Bug 43644 - OpenSSL 0.9.8f causes "unusably short session_id provided" errors
Summary: OpenSSL 0.9.8f causes "unusably short session_id provided" errors
Status: RESOLVED FIXED
Alias: None
Product: Apache httpd-2
Classification: Unclassified
Component: mod_ssl (show other bugs)
Version: 2.2.6
Hardware: All other
: P2 normal (vote)
Target Milestone: ---
Assignee: Apache HTTPD Bugs Mailing List
URL:
Keywords: ErrorMessage
Depends on:
Blocks:
 
Reported: 2007-10-17 09:25 UTC by Tom Donovan
Modified: 2007-10-19 06:54 UTC (History)
0 users



Attachments

Note You need to log in before you can comment on or make changes to this bug.
Description Tom Donovan 2007-10-17 09:25:31 UTC
Using OpenSSL version 0.9.8f (released 11-Oct-2007) causes each new SSL session
to log:

[Wed Oct 17 12:11:39 2007] [error] unusably short session_id provided (0 bytes)

This is not really an Apache bug.

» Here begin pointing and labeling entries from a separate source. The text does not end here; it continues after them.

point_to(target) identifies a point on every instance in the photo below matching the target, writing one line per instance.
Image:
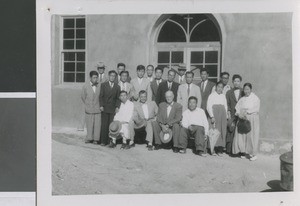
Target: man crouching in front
(119, 128)
(194, 124)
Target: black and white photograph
(171, 103)
(148, 102)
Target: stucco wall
(257, 46)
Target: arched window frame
(186, 47)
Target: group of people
(170, 111)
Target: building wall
(257, 46)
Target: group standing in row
(170, 111)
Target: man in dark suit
(166, 86)
(109, 104)
(168, 117)
(156, 82)
(121, 67)
(205, 88)
(232, 97)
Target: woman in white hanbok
(247, 108)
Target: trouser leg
(200, 139)
(156, 131)
(97, 126)
(89, 119)
(183, 138)
(149, 131)
(176, 133)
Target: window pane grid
(73, 49)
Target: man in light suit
(101, 69)
(155, 83)
(141, 83)
(187, 90)
(126, 86)
(205, 88)
(232, 97)
(145, 112)
(168, 117)
(149, 71)
(166, 86)
(121, 67)
(109, 105)
(181, 74)
(90, 97)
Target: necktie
(202, 86)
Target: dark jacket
(232, 101)
(175, 115)
(204, 94)
(109, 97)
(163, 88)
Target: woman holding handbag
(217, 110)
(247, 131)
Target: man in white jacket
(194, 123)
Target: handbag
(243, 126)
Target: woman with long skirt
(247, 108)
(217, 110)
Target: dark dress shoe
(201, 153)
(150, 147)
(112, 145)
(182, 151)
(175, 150)
(157, 147)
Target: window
(193, 39)
(73, 53)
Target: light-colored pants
(93, 126)
(124, 133)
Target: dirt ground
(79, 168)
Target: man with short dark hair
(101, 69)
(121, 67)
(90, 97)
(205, 88)
(156, 82)
(232, 97)
(149, 71)
(165, 86)
(109, 104)
(126, 86)
(224, 79)
(123, 116)
(144, 114)
(141, 83)
(194, 123)
(168, 118)
(187, 90)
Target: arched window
(193, 39)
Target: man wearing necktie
(205, 88)
(181, 74)
(165, 86)
(101, 69)
(158, 79)
(126, 86)
(187, 90)
(109, 104)
(232, 97)
(168, 117)
(90, 97)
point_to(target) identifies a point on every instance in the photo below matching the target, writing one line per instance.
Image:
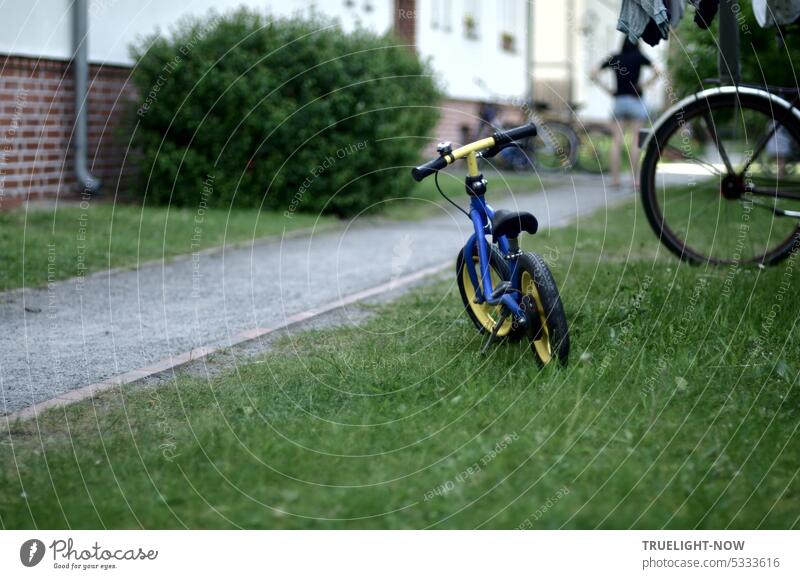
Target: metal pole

It is OpenSSL bug 1591:
 http://rt.openssl.org/Ticket/Display.html?id=1591&user=guest&pass=guest

Noted here because this causes excessive error log entries when OpenSSL 0.9.8f
is used with Apache.
Comment 1 Tom Donovan 2007-10-19 06:54:26 UTC
OpenSSL 0.9.8g has been released 19-Oct-2007 which corrects this bug.